Marijuana farmers were ready to invest heavily in greenhouses and other improvements for their operations, providing substantial revenues for local contractors, electricians, plumbers and businesses, before supervisors eliminated any certainty for the industry last month.
The boom could have brought “hundreds of millions” of dollars into the county from farmers who would have trusted the political landscape enough to invest heavily, said Jason Hauer, local business owner, lawyer and marijuana farmer.
More permanent greenhouse structures would have improved productivity and yields over the temporary “hoop houses” many have constructed since the regulatory program was initiated two years ago.
“It would have been an expensive investment to start, but would have been worthwhile over time,” said Hauer.
For some, the risks of any significant capital investments two years into the program stalled earlier upgrades. Others could not find anyone to loan the capital, given the uncertain nature of the policy landscape during the past year.
Now, after unparalleled prosperity for some because of the nascent marijuana industry, many local businesses are facing the prospect of severe losses because of the ban resolution passed by Calaveras County Supervisors Gary Tofanelli, District 1, Dennis Mills, District 4 and Clyde Clapp, District 5 on Jan. 10.
Many business owners throughout District 2 – considered ground zero of the county’s ban since it contained 80 percent of the population of growers – declined to comment on the situation. But the owner of one did: the Rail Road Flat General Store.
Rick Davis, the owner, said he expects to lose 40 percent of his monthly business when the local marijuana famers leave because of the ban. Those farmers had become such frequent customers of his store during the previous two years that he added an “organic” section to serve them.
He estimated he’ll lose $20,000 per month during the normal growing season between April and November.
“It’s going to affect the whole county real bad,” said Davis. “They buy a lot of irrigation, potting soil. A lot of people were working who usually did not work.”
District 2 is the area where the ban will hurt most, said District 2 Supervisor Jack Garamendi. He described his district as a place where many live outside “downtown” locations and do not have reliable telephone reception or internet access.
Devastated by the Butte Fire more than two years ago, people were already leaving the area before the ban, said “honorary mayor” of Mountain Ranch, Phil Alberts.
“We had a famous well-to-do Realtor with a half-a-million-dollar home that did not burn. He moved, along with a dozen people like him who did not want to see black forests on all sides,” said Alberts. “We had over 40 people who used to live in the Mountain Ranch fire district that no longer live here.”

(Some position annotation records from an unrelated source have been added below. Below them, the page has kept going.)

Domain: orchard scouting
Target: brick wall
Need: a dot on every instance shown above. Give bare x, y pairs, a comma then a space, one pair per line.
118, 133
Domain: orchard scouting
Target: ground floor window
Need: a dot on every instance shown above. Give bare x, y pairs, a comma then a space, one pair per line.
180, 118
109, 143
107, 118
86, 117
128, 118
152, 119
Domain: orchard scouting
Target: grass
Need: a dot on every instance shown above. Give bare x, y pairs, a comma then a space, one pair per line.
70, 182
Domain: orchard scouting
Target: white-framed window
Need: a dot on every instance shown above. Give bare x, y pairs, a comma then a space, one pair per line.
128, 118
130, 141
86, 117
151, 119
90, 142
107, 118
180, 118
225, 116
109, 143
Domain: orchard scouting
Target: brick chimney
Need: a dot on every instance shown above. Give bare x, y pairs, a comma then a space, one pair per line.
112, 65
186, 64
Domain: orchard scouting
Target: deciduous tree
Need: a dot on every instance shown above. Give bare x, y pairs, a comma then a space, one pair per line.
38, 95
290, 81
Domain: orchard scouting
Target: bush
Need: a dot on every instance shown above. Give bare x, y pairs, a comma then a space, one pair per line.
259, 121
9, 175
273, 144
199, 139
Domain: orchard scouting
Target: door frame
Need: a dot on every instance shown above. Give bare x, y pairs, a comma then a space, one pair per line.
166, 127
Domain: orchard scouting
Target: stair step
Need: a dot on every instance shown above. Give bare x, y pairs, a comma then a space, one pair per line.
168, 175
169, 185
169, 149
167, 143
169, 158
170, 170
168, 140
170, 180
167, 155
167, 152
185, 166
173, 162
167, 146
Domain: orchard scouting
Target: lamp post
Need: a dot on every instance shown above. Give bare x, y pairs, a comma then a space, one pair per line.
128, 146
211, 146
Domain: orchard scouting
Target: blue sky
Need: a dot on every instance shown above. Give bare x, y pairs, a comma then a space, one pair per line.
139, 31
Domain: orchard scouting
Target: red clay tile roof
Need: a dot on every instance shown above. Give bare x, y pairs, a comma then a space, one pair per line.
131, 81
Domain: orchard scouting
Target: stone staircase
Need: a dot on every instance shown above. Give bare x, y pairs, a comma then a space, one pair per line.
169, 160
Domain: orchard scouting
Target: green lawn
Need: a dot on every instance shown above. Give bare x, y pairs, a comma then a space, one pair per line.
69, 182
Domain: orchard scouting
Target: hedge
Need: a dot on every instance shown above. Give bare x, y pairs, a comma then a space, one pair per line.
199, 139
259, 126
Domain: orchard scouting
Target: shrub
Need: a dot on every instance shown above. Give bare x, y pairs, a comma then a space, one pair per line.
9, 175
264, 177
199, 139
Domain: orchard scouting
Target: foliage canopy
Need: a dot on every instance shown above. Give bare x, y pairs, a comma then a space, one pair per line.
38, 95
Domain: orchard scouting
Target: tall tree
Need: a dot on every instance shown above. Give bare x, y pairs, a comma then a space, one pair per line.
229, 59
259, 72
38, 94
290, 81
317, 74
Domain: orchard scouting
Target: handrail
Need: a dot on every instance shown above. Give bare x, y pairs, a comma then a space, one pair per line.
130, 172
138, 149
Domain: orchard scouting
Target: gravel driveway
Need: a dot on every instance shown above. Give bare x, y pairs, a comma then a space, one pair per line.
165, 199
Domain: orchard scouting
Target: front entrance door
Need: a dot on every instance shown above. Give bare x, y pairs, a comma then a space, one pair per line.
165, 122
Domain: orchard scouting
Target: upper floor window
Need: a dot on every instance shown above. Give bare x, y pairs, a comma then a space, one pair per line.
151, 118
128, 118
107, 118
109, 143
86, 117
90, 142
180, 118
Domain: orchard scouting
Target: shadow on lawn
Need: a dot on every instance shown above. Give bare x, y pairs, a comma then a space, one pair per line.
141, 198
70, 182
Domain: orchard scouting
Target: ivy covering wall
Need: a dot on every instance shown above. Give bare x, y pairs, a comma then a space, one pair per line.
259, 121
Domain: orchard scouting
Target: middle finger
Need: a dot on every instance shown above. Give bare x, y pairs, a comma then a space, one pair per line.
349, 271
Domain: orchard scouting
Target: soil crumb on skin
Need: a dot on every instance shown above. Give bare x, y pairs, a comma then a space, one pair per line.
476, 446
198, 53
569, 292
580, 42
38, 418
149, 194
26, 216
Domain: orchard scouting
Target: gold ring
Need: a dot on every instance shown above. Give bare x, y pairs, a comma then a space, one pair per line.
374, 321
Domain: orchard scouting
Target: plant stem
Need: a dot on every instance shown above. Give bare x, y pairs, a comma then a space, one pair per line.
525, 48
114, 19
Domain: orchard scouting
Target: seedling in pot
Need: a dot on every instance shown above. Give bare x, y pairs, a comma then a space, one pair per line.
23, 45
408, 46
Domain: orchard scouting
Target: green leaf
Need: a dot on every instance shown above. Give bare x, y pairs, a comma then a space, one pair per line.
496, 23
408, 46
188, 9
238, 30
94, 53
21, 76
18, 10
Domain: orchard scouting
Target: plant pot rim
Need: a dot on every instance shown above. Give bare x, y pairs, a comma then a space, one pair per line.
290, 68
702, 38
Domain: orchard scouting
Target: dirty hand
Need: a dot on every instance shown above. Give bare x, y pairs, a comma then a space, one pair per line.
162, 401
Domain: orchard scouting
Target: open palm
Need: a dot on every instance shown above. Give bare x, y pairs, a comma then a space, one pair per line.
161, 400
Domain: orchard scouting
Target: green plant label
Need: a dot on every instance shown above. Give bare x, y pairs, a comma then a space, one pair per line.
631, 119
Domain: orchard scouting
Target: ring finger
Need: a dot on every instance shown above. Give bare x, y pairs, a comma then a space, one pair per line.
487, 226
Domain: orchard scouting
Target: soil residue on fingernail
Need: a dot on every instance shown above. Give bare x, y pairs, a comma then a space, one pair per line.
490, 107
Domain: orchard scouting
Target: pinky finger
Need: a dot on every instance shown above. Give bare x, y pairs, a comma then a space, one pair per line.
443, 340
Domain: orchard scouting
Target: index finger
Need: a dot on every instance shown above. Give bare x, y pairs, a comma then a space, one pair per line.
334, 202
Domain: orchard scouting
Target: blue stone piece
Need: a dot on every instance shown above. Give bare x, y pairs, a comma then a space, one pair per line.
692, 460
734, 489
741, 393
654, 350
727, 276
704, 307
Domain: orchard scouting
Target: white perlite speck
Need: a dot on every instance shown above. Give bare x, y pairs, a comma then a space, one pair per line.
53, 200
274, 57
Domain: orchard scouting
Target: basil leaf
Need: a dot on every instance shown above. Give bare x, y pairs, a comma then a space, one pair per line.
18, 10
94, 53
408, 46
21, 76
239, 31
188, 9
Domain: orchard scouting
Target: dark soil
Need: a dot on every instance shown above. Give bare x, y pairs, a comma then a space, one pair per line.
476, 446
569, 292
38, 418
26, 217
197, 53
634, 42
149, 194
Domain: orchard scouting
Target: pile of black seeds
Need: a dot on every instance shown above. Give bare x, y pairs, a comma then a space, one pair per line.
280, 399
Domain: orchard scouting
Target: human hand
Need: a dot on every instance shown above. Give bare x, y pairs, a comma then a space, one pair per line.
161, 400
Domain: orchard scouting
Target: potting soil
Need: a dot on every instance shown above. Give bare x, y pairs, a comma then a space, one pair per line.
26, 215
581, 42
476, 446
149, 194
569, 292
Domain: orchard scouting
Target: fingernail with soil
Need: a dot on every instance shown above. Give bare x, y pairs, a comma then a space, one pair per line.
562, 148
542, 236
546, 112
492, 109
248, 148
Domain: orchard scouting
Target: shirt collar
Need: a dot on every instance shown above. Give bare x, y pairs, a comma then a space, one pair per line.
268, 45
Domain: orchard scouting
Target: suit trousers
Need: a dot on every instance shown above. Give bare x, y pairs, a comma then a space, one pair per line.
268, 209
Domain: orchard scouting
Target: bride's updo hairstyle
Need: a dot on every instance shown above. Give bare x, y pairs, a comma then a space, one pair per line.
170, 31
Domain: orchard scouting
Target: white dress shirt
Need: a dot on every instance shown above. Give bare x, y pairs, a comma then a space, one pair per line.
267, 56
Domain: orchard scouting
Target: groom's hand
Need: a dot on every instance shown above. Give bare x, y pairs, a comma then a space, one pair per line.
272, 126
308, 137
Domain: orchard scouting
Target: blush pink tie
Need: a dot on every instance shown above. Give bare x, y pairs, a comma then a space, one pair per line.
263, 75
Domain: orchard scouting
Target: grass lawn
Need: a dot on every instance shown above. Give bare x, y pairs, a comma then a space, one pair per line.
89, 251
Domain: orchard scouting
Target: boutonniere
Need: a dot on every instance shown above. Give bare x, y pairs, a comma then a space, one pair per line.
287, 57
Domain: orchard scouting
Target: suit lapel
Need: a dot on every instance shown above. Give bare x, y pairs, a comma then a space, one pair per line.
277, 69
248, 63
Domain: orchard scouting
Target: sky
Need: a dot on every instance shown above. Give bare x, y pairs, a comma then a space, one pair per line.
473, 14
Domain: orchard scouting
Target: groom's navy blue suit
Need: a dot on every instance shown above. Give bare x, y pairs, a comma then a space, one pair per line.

Mitigating the immediate population losses were marijuana farmers, who saw promise in the charred moonscape that was left behind after the fire. Though some were in the area before what became known as the “green rush” in 2016, outsiders saw value in the land for farming, said Garamendi.
Now, in light of the ban, people are likely to leave the area to pursue opportunities elsewhere, further reducing an already sparse population, Garamendi said.
With it comes the increased likelihood that some schools in the area may close completely, such as Rail Road Flat Elementary, which has battled shutdown attempts because of declining enrollment.
District 2 is particularly vulnerable because it is literally farther away from resources than all other Calaveras towns, Garamendi said. It is much harder to travel west to a city for work in the eastern parts of the county than it would be in areas like Valley Springs or Copperopolis, among others.
“Other citizens are able to commute to economic centers like Lodi and Stockton for work,” said Garamendi. “It’s a long way from Wilseyville to Stockton for a job.”
Barring reconsideration of the ban by the Board of Supervisors, Garamendi said they would need to build an industry locally. He suggested something in the field of forestry, citing a proposed bioplant in Wilseyville set to begin operation sometime within the next two years.
Rebuilding a new economic engine would be slow going, however. Garamendi said the bioplant could provide up to 20 jobs in the interim (compared to the 2,605 jobs the cannabis industry provided countywide, according to a 2016 University of Pacific business study). The potential for future growth would be connected to how many businesses build around it.
The district needs an economic base to provide jobs, said Garamendi. Without it, poverty in the county’s most impoverished area, along with associated social problems like crime and delinquency, could increase rapidly.
Garamendi also emphasized the need for improved infrastructure. People in his district need phone and internet services to thrive as entrepreneurs, but that will take substantial work and investment from rural development agencies.
“When we rebuild roads (destroyed by the Butte Fire), we need to make sure we lay high-speed cables underneath,” Garamendi said. “It would provide the backbone for people to plug in and be connected to the world.”
Despite the economic implications of the ban, not all residents of District 2 are dissatisfied with the decision.
Alberts speculates that Mountain Ranch will eventually look like it did five or 10 years ago, an area with minimal traffic that did not require much development effort or road maintenance.
“Stores aren’t any bigger now than they were years ago,” Alberts said. “Having the ban might be a good thing.”
Updated midnight Friday for spelling.